Architecture
ScaiMind is a thin REST-to-gRPC bridge. There is no training engine inside ScaiGrid — the actual scheduling, GPU allocation, and training loop live in an external service called MindCoordinator. ScaiMind's job is to translate REST requests into gRPC calls, forward downstream credentials, and cache results locally for dashboard reads.
Components#
The bridge runs in-process inside ScaiGrid's FastAPI app under the same auth, logging, and middleware as every other module. MindCoordinator is a separate process you deploy alongside the GPU cluster; ScaiMind reaches it via a single gRPC channel held open at module init.
Request flow for one submission#
- Caller sends
POST /v1/modules/scaimind/jobswith aSubmitJobRequestbody. - Auth resolves the bearer token to a
CurrentUserand enforces thescaimind:managepermission. - Token exchange mints short-lived downstream credentials for ScaiDrive and ScaiAtlas via
TokenExchangeDep. These are propagated to the coordinator as gRPC metadata so the coordinator can fetch datasets and model artefacts on the caller's behalf. - Schema conversion translates the Pydantic body into a protobuf
SubmitJobRequest(build_submit_job_requestinconverters.py). - gRPC call runs through
client.submit_job(...).
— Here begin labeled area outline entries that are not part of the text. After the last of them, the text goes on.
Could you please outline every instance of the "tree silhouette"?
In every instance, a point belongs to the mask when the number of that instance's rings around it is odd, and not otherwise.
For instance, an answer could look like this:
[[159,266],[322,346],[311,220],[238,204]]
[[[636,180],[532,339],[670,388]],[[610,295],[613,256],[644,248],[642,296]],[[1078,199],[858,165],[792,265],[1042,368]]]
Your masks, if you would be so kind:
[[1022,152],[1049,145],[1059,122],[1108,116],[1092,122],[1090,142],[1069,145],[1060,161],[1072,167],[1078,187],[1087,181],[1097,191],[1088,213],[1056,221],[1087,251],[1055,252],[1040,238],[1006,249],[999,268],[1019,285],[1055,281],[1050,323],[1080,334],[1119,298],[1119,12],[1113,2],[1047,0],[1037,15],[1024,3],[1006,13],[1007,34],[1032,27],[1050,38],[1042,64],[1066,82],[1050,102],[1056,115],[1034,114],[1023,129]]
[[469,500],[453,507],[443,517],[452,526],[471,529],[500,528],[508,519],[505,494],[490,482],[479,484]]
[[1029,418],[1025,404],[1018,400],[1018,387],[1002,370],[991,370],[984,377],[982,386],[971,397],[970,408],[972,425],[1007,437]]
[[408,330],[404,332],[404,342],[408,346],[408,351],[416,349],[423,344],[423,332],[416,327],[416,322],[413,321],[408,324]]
The channel was opened at module init and is held for the process lifetime; metadata always includesx-api-secret,x-tenant-id, optionallyx-user-id,x-scaidrive-token,x-scaiatlas-token. - Response conversion runs the protobuf reply through
proto_to_dictand returns it inside ScaiGrid's standardsuccess()envelope. - Error mapping is handled by
grpc_to_http()— see "Error translation" below.
Read-side flows (GET /jobs, GET /cluster, etc.) are the same minus the token exchange. List endpoints additionally call JobService.upsert to refresh the local cache.
Streaming endpoints#
GET /jobs/{job_id}/logs and GET /jobs/{job_id}/metrics/stream open server-streaming gRPC calls (StreamJobLogs, StreamJobMetrics) and re-emit each protobuf message as a Server-Sent Event:
1 2 3 4 5 | |
Stream calls use a separate stream_timeout from the unary timeout, both set on the client at init.
State#
- Authoritative state lives in MindCoordinator: job lifecycle, queue, node inventory, evaluations, checkpoints.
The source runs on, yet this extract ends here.